Fierer also reported data from an
additional 14 HIV-positive men treated with telaprevir triple therapy after the
initial study ended, between October 2012 and October 2013. In this group, 71%
were white, 93% had HCV subtype 1a and 36% had the 'CC' variant – closer to
the proportion in the comparator group.
At the end of treatment, 93% had
undetectable HCV RNA, and six out of seven men (86%) with sufficient follow-up
achieved SVR12 – similar to the rate in the pilot study despite the lower
proportion with favourable IL28B status. The one individual who experienced
treatment failure stopped therapy at week 6. Again, there were no relapses
among those who completed therapy.
Combining this group with the earlier
patients treated with telaprevir, the overall SVR12 rate for triple therapy was
85%, which fell just short of a statistically significant difference from the
63% SVR12 rate in the standard therapy comparator group (p = 0.06).

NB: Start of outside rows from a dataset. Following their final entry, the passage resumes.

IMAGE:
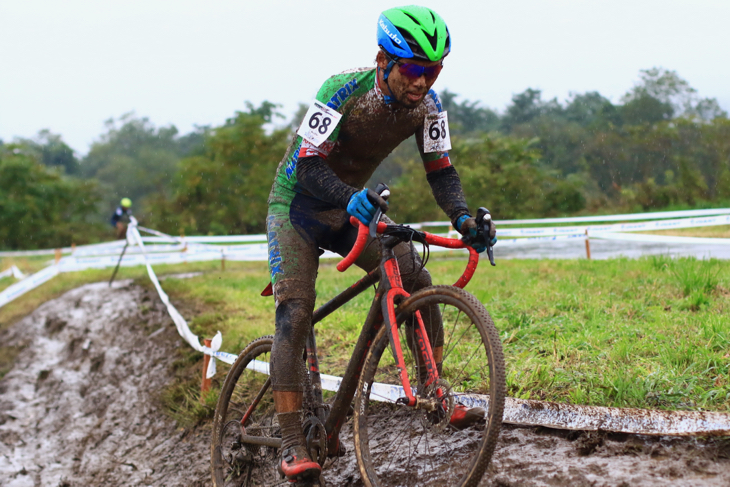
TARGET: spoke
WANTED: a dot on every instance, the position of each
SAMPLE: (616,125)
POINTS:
(451,335)
(466,330)
(459,376)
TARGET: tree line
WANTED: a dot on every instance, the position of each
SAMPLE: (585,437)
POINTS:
(661,146)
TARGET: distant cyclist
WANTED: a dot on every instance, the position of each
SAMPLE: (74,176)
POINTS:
(359,117)
(120,217)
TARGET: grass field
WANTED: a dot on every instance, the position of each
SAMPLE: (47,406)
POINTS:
(649,333)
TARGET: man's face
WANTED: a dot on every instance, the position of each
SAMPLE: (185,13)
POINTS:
(408,91)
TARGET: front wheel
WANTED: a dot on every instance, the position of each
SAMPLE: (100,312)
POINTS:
(400,445)
(235,462)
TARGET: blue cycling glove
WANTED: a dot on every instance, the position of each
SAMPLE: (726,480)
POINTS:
(363,204)
(468,223)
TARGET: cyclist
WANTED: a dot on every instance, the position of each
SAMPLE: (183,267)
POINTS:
(120,217)
(318,185)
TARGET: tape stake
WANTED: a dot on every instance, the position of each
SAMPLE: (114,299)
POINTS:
(205,384)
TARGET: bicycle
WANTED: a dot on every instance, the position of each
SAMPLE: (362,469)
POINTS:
(393,421)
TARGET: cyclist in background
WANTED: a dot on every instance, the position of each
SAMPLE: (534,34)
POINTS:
(120,217)
(358,118)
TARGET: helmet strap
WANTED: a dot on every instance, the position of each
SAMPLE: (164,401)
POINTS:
(388,99)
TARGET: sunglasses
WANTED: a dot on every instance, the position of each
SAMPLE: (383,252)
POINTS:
(415,71)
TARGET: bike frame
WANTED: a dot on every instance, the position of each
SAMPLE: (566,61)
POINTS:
(390,292)
(388,295)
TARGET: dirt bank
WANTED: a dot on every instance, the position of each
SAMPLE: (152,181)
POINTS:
(79,409)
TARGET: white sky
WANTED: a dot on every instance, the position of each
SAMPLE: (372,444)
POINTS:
(69,65)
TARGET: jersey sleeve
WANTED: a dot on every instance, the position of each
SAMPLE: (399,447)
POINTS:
(334,93)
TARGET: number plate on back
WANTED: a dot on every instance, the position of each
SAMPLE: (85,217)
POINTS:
(436,136)
(319,123)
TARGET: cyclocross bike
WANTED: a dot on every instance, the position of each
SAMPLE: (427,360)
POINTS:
(401,421)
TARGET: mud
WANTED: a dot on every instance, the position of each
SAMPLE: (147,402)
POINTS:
(80,408)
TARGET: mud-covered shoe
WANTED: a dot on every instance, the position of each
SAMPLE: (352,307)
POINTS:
(296,465)
(463,417)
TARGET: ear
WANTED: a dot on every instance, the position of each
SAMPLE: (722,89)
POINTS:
(381,60)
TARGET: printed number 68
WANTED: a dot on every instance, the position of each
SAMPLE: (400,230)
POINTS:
(433,130)
(314,122)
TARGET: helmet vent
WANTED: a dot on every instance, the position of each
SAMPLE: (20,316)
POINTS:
(432,38)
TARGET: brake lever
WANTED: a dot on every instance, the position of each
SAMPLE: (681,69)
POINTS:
(483,220)
(384,192)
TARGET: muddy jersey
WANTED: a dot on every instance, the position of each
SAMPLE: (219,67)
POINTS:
(368,131)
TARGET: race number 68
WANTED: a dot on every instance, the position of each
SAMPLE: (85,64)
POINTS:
(320,122)
(437,130)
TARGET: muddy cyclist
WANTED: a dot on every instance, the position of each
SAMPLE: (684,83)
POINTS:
(357,119)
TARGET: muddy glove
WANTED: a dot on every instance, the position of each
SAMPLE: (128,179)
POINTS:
(362,205)
(467,226)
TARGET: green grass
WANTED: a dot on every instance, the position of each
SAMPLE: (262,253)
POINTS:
(648,333)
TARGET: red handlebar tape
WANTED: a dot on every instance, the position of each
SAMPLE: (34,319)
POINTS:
(449,243)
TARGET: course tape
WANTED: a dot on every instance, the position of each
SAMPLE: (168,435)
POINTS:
(180,323)
(568,416)
(32,282)
(687,218)
(12,271)
(662,239)
(594,230)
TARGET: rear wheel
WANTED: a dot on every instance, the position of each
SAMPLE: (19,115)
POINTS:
(233,462)
(400,445)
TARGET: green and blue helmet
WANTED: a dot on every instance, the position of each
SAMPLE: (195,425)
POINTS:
(413,32)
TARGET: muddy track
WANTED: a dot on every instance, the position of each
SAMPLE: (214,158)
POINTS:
(80,408)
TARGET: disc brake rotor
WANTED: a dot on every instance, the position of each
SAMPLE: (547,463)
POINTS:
(438,419)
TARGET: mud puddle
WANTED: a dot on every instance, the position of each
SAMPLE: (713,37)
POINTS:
(79,408)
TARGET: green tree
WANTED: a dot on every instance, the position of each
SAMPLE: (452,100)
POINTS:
(225,191)
(39,207)
(468,117)
(501,173)
(135,159)
(52,151)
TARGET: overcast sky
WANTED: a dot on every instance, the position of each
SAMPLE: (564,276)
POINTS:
(70,65)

Adding telaprevir to pegylated
interferon improves cure rates and cuts treatment duration in half again, to 12
rather than 24 weeks, Fierer concluded. Triple therapy was well tolerated and
study participants said they were pleased with the short course of treatment.
Fierer acknowledged that telaprevir
is on the way out, given the pending approval of next-generation direct-acting
antivirals such as sofosbuvir that are more effective, better tolerated and
have less potential for interaction with HIV drugs.
But whatever regimen is used, he added, providing
treatment now will prevent further HCV infections, and he strongly encouraging
"thinking of treatment as prevention".